All of the acts need permission from the government, transcripts of lyrics and plays must be submitted for approval and even the type of food on offer is subject to scrutiny.
Approvals in recent years have been easier to come by as the government attempts to build a metropolis with a diverse arts scene to entertain the growing number of expatriate workers in residence. But every now and then there is a reminder of the complicated web of rules that hangs uncomfortably over this seemingly modern city.
The Complaints Choir of Singapore was given such a reminder two weeks ago when the government banned it from performing unless six of its members – foreigners – quit the group.
The government was not happy with foreigners publicly criticising Singapore, even though some of the lyrics were as trivial as “people put on fake accents to sound posh and queue up three hours for doughnuts”.
The choir, one of a worldwide movement of singing groups set up to give voice to local gripes, was told that it was inappropriate because the lyrics touched on “domestic affairs” and “any public discourse in such matters should be reserved for Singaporeans only”.
Perhaps the government was troubled by the refrain “My, oh my, Singapore. What exactly are we voting for? What’s not expressly permitted is prohibited.”
But its objections did not stop the lyrics being heard. The choir, which refused to perform in public without all of its members, gave a private performance instead and broadcast it on YouTube. It has had over 15,000 hits.
Alex Au, a founder of the gay activist group People Like Us, describes Singapore’s government as “passive-aggressive. They tie a rope around your neck so you’ll behave yourself, but they don’t hang you”.

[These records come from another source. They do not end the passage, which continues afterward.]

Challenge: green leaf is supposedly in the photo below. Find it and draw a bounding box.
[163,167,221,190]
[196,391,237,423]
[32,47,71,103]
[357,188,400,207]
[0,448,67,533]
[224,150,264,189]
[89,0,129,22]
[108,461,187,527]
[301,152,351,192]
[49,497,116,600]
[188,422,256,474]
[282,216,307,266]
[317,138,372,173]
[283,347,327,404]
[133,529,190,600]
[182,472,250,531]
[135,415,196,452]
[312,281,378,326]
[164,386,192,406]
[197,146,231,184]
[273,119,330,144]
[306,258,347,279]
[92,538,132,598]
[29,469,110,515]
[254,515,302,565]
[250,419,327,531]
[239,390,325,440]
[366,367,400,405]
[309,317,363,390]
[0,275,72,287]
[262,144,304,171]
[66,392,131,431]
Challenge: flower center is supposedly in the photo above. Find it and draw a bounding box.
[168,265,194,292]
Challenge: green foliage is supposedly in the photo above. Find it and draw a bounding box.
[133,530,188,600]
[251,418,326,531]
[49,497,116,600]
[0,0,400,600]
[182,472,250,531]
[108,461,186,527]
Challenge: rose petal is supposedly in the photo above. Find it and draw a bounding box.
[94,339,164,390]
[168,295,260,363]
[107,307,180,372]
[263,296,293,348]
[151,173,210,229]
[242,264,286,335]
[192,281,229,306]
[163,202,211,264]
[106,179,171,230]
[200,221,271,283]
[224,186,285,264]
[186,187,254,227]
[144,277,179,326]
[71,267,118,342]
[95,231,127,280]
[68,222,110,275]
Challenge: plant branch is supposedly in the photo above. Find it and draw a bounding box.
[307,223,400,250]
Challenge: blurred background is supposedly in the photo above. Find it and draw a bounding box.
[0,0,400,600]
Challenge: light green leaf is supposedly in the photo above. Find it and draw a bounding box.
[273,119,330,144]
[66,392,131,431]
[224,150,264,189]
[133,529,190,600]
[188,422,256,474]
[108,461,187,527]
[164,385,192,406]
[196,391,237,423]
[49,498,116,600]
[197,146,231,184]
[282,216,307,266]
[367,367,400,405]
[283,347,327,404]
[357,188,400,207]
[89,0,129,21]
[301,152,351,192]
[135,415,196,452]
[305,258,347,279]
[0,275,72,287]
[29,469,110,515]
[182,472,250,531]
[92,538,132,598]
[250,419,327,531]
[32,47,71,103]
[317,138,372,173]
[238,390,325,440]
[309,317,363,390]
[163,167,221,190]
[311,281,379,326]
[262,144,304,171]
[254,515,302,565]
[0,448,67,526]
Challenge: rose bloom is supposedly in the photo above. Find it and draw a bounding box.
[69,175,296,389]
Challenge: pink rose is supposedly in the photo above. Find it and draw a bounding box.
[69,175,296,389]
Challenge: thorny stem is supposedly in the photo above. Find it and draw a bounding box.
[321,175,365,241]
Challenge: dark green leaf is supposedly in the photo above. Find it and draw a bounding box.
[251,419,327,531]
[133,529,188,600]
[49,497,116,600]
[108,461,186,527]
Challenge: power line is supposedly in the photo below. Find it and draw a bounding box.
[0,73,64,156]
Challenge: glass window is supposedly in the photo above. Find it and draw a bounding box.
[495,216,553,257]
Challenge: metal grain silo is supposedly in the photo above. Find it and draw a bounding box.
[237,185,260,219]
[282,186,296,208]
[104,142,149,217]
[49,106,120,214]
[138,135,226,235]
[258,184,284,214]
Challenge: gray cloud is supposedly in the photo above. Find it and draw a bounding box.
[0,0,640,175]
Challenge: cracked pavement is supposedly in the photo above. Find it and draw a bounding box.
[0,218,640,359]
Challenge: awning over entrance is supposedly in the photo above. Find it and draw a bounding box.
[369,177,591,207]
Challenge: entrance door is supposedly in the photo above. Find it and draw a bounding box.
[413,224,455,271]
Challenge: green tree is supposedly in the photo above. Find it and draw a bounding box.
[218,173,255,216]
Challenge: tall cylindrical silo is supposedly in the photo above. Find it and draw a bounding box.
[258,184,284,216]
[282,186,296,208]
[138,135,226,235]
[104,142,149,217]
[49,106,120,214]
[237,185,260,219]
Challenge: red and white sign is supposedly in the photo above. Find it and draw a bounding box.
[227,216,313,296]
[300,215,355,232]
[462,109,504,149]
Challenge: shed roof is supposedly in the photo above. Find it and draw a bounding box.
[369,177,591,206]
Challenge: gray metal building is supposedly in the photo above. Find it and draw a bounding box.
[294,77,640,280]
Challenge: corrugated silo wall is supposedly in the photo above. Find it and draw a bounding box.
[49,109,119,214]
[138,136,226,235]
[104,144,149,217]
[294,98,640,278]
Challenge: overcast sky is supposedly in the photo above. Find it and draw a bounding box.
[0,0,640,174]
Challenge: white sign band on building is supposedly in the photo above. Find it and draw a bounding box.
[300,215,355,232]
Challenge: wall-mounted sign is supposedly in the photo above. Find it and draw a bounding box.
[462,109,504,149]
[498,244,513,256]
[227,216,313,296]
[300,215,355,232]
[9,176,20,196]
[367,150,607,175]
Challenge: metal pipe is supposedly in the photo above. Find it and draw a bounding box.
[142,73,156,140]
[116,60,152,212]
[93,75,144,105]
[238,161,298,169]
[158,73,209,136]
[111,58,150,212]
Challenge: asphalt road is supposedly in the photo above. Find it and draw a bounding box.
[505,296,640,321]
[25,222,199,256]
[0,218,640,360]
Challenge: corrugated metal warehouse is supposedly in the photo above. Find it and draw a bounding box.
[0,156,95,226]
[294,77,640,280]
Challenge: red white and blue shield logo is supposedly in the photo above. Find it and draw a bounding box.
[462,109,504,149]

Many, like Au, believe the country’s approach to freedom of speech and expression is stubborn, ineffective and damaging for its reputation.
Take the government’s stance on gay rights. Sex between consenting male adults is a criminal offence under section 377A of the penal code and offenders can be sent to jail for up to two years. There was a big push to have 377A repealed last year. Advocates for the repeal said that Singapore, one of Asia’s most advanced economies, needed to show the world it was moving with the times.
But in the end, after a long and heated debate, the push for repeal was defeated in October.